Saturday, 14 September 2019

Global Health (GLH) - 2019 update

The first and last time we wrote about hospital and medical centre practice management software company GLH was way back in 2014.  Things haven’t exactly worked out for investors subsequently with the share price halving, profitability evaporating and revenue growth being anemic but maybe everything is not lost.

The beauty of the stock market is little investor interest typically translates into little share market capitalisation and with 33.7 million shares on issue GLH is on the small side of nano-cap (Using an 18 cent share price the share market capitalisation of GLH is $6 million AUD).  The beauty of such nano-cap stories is should GLH share price double or triple which I’m absolutely not saying, then we are only talking about $12 to $18 million capitalised company.  Hey at times the stock market will assign $3 million value to an ASX shell which excludes any business value, so today’s capitalisation is not assigning much in the way of value for GLH.

GLH is largely an on premise software company with only $240,000  of its current $4 million in annualised recurring revenue (as at 30 June 2019) being cloud software or SaaS.   The SaaS revenue today is largely generated from GLH’s medical referral and medical messaging applications which are small, but modern software architecture and growing strongly from a low base.

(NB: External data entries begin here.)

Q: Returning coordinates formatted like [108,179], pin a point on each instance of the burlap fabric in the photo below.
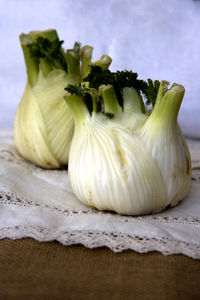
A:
[34,270]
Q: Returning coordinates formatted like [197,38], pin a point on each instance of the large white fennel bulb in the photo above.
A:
[132,164]
[43,126]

The company has recently released a simplified version of its practice management software-as-a-service software focused specifically at allied healthcare.  It is envisaged over the medium term the functionality of its SaaS practice management software will be extended and existing on-premise small hospital, medical practice and allied health (strong in mental health) clients will move from their premise based software to SaaS versions of the software.

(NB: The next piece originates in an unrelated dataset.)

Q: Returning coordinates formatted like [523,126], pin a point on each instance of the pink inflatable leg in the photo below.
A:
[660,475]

In 2019 GLH generated $5.55 million revenue broadly split $3.7 million in software maintenance/subscription revenue, $1.7 million professional services, while losing $560k at the earnings before interest, tax, depreciation and amortisation level.  The company actually generated free cashflow of $174k in the 2019 which is positive to see.

The company is guiding to it will return to profitability in 2020.  Broadly this suggests investors are buying a healthcare software company trading on 1 times its revenues.  This compares with most software companies listed on the ASX which trade at more than 2 times revenues while some healthcare software outliers like Volpara, Promedicus, Mach7 are trading on ridiculous revenue multiples of 20x, 40x and 8x prospective revenues respectively.

We view the recent introduction of My Health Record by the Australian Federal Government as a potential positive investment catalyst for GLH. Healthcare software is a very busy space with US companies Cerner, AllScripts and EPIC controlling hospital electronic medical records and a myriad of smaller software companies providing practice management to medical centres.

On the negative side this business was established in 1985, listed at 50 cents on the ASX in April 2000 and today generates nearly identical revenues the company reported in its first full year of being listed (Year to June 30, 2001 revenues of $5.45 million vs $5.55 million in 2019).  The business is 55% owned/controlled by the Founder and current MD.  The business has survived but hardly prospered so it would be positive to see more targeted business strategy and management renewal.